A hacker group named The Lords of Dharmaraja has managed to steal the source code of Norton anti-virus. Symantec, the anti-virus maker, has confirmed that hackers have stolen a “segment” of its flagship product. The group said it would make the source code available.
The firm said that the code relates to two older enterprise products, one of which is no longer in production. But it said the breach was on a third-party network rather than its own, and will “not affect any current Norton product”.
A Google cache of the hackers' post on Pastebin says, "As of now we start sharing with all our brothers and followers information from the Indian Militaty Intelligence servers."
It continues, "Now we release confidential documentation we encountered of Symantec corporation and its Norton AntiVirus source code which we are going to publish later on."
The group claims it has the source code of a dozen software companies. The Symantec document posted is dated 28 April 1999 but doesn't contain any source code. Symantec has launched an investigation into the security breach and will provide updates when more facts and details are discovered. "Furthermore, there are no indications that customer information has been impacted or exposed at this time.

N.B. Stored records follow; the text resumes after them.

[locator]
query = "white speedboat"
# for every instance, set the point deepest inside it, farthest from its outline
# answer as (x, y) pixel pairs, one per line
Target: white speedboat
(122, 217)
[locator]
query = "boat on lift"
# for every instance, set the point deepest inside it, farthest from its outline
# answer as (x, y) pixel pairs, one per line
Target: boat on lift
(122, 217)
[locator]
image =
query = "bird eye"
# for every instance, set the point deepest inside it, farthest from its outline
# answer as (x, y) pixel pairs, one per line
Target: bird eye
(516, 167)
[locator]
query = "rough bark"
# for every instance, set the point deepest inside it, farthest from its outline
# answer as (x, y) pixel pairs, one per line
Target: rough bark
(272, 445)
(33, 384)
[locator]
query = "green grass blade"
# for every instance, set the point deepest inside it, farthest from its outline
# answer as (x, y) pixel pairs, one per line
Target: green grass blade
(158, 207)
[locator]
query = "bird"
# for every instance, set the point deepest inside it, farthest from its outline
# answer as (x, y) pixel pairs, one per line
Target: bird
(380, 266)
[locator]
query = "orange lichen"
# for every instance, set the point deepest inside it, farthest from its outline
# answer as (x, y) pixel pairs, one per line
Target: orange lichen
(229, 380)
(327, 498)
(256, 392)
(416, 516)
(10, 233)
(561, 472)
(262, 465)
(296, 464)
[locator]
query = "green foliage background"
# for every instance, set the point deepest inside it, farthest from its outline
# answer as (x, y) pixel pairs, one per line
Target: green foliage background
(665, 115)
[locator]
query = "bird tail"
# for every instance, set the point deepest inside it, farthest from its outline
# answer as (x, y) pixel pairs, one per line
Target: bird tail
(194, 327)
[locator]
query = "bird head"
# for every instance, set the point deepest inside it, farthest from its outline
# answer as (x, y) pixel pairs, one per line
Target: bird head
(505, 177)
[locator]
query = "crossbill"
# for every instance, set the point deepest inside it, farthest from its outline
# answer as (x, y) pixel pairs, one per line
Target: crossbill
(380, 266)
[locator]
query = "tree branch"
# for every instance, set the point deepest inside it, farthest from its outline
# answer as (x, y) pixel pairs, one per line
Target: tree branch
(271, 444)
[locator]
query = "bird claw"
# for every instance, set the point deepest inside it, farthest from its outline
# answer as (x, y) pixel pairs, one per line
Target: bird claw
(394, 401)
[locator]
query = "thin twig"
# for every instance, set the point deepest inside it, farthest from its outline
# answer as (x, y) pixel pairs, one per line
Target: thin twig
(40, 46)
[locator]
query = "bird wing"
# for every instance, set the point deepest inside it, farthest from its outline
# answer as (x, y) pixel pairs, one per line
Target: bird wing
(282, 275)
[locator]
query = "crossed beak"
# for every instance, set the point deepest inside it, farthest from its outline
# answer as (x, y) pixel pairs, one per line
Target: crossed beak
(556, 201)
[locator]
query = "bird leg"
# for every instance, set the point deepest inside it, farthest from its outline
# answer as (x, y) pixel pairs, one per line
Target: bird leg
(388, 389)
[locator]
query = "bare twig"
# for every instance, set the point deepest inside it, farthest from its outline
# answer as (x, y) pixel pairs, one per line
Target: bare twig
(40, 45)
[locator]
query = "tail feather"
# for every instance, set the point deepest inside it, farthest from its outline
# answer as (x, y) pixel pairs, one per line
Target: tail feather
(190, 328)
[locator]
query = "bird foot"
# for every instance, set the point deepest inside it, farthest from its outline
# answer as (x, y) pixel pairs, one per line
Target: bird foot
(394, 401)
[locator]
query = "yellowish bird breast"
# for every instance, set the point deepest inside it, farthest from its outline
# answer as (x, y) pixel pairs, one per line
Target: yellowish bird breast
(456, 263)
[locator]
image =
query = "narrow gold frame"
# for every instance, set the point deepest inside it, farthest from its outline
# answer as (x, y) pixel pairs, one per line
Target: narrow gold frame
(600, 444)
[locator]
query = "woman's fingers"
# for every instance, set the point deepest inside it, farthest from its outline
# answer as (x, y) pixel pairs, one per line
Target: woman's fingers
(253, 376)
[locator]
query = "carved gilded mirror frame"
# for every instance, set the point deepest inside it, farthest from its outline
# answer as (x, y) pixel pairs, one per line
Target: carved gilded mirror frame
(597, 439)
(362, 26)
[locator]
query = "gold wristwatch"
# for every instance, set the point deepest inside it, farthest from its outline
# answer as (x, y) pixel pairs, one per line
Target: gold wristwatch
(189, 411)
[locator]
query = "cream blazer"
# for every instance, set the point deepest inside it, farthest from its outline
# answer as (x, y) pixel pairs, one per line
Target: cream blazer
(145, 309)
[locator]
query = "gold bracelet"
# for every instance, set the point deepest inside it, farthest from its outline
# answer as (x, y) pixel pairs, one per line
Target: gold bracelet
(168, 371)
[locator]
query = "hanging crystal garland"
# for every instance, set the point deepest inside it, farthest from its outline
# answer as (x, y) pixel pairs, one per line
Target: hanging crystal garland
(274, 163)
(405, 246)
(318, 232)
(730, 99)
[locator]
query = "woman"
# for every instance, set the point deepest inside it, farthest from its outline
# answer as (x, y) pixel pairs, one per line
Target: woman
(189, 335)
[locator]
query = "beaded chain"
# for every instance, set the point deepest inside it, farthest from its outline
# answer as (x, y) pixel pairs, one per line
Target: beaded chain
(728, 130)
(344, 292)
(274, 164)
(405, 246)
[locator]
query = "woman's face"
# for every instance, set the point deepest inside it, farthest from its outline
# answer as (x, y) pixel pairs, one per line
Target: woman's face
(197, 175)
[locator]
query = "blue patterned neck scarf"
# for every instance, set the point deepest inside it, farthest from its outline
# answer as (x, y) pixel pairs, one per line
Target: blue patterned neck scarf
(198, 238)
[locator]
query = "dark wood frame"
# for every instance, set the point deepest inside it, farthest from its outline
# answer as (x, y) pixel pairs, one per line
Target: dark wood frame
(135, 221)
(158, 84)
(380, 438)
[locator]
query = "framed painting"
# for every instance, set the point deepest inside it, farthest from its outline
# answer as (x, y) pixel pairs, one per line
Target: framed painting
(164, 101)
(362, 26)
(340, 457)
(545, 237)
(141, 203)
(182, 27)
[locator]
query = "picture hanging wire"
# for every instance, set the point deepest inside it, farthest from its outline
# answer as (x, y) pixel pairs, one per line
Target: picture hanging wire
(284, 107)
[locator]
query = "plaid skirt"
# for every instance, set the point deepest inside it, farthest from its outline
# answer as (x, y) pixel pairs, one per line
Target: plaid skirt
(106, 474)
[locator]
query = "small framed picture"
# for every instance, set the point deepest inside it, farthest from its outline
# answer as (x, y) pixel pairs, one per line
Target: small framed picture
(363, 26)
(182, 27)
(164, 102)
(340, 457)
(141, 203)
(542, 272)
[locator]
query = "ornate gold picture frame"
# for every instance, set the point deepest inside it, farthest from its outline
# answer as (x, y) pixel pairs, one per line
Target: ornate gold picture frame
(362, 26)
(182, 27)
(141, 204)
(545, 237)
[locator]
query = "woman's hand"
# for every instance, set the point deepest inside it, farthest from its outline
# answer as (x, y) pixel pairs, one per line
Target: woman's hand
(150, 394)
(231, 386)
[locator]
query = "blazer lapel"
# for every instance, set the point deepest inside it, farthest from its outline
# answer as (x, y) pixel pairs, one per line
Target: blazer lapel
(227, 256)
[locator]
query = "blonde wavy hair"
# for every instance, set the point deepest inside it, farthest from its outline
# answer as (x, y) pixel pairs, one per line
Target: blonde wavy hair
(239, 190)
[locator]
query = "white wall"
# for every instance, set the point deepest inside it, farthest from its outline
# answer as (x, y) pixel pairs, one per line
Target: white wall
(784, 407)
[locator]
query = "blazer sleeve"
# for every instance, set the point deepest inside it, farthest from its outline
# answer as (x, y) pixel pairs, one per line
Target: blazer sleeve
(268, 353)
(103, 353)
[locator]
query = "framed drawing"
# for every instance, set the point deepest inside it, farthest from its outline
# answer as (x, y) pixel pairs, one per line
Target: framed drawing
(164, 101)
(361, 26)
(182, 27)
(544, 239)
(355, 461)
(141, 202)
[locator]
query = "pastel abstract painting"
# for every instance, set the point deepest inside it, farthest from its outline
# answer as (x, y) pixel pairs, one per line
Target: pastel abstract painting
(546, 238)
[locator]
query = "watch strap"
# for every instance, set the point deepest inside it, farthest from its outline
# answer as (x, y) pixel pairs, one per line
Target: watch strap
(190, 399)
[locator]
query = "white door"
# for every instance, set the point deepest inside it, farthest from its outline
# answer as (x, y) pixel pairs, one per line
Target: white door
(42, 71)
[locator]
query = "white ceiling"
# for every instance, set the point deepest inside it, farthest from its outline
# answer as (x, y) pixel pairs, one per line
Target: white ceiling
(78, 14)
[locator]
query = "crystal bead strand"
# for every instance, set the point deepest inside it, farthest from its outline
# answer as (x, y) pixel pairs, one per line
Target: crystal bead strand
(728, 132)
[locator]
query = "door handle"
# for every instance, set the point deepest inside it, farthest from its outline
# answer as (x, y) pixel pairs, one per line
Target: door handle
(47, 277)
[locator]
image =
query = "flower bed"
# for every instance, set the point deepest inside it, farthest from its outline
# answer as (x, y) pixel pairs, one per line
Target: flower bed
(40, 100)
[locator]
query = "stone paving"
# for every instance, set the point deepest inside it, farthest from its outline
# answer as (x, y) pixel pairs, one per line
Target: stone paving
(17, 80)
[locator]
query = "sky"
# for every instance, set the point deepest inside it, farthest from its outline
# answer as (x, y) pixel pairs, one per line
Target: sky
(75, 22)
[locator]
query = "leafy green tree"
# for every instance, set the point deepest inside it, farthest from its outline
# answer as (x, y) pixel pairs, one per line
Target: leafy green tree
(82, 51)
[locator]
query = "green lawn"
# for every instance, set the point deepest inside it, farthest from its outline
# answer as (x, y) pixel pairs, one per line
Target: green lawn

However, Symantec is working to develop remediation process to ensure long-term protection for our customers' information. We will communicate that process once the steps have been finalized," it said in a statement.
Rob Rachwald, director of security at Impervia, said that this breach is “quite embarrassing on Symantec’s part”. He added that should the source code be recent and hackers find serious vulnerabilities, it could be possible to exploit the product itself. “But that is a big if and no one but Symantec knows what types of weaknesses hackers could find”, he added.